Students who graduate with a bachelor's degree in Nursing are prepared for a variety of careers. We list the following types of services to illustrate the wide range of possibilities that exist. Please note that the following are not academic majors; rather, they are career paths that Nursing students may choose to pursue upon graduation.
CAREERS WITH AN UNDERGRADUATE DEGREE
Cardiology Nurse - Cardiology nurses keep busy caring for patients by giving medications, assisting with activities of daily living, and helping with pulmonary therapy. In attending to patients, nurses assess vital signs and monitor cardiac changes. Sometimes, patients may be sedated or on life support.

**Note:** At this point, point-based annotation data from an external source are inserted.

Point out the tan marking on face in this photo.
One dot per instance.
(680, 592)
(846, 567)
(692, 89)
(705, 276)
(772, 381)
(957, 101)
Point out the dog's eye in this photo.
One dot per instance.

Critical Care Nurse - Critical care nurses must be prepared to respond to sudden changes in a patient's conditions; therefore, they have to think critically and responsibly. Frequently, nurses are in charge of the units; and they may care for the same patient for several days. There can be a great deal of engagement with the patients and family of the patient. Nurses assess the patient for changes, monitor vital signs and readings from the equipment, and ensure that appropriate treatments and medications are administered.

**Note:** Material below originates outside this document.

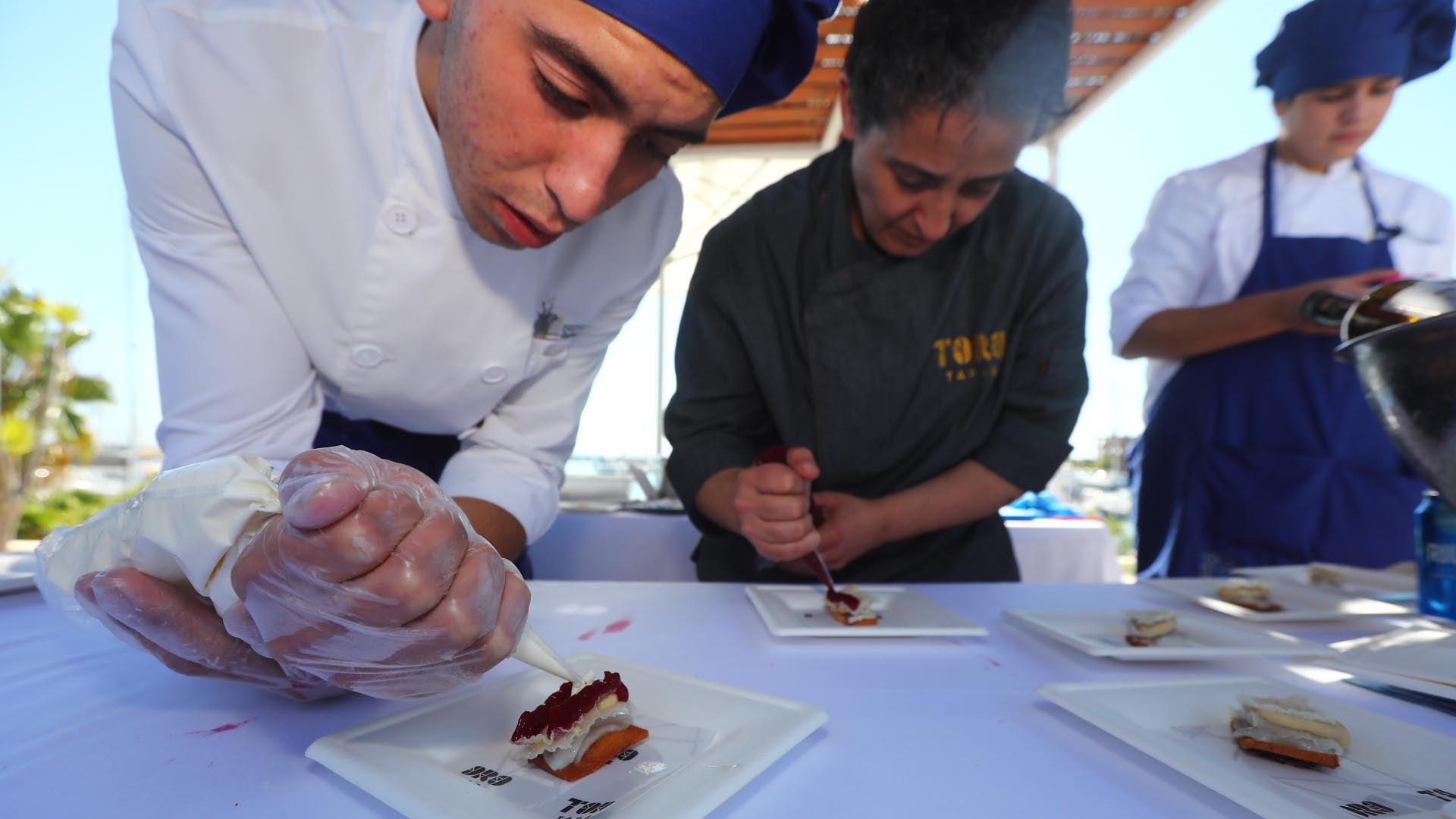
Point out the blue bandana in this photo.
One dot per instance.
(750, 52)
(1327, 42)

Forensic Nurse - Because forensic medicine is the sciences concerned with relations between medicine and the law, forensic nurses are known for investigations in deaths. Also, the can engage with live victims of abuse. They collaborate with sociology, psychology, social work, political science, medicine, law enforcement, and the judicial system. In addition to domestic violence and sexual assault, forensic nurses deal with food and drug tampering, non-medically supervised abortions, inappropriate medication administration, traumatic injuries and suicide.
Geriatric Nurse - Geriatric nurses evaluate older adults for changes in mental status, functional status and financial status for the purpose of providing and making recommendations for social support.

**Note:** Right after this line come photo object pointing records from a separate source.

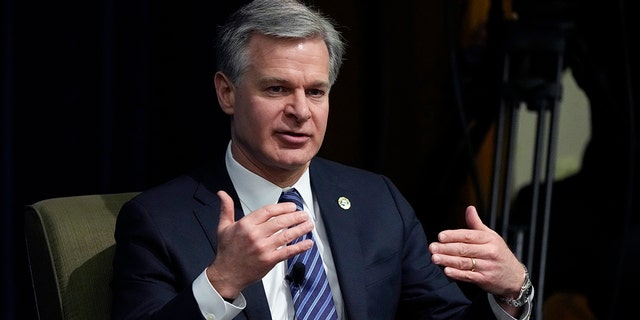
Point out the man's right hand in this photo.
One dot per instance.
(250, 247)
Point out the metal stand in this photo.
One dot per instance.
(532, 75)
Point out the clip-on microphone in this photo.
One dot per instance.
(297, 273)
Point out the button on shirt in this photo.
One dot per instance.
(255, 192)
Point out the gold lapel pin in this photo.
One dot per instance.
(344, 203)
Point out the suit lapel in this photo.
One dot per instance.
(208, 216)
(341, 225)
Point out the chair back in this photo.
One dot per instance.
(70, 248)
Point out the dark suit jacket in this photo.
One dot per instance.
(166, 237)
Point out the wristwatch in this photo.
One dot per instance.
(525, 292)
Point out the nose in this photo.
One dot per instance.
(298, 106)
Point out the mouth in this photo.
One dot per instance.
(294, 137)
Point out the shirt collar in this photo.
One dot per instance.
(255, 192)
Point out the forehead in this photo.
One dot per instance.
(265, 51)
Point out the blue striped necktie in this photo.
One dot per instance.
(312, 298)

Neonatal Nurse - Neonatal nurses manage the NICU room but also oversee the delivery room. They attend all high risk deliveries, including cesarean sections. They also help transport infants for specialized care when necessary. Nurses assess and monitor their tiny patients and attend to the infants' every need. Also, they support the parents and teach them how to take care of their little one.
Occupational Health Nurse - An occupational health nurse conducts health screenings, reviews employees for immunizations, administers flu shots, does blood pressure screenings, test workers for eye and hearing examinations, and provides pre-placement evaluations of employees.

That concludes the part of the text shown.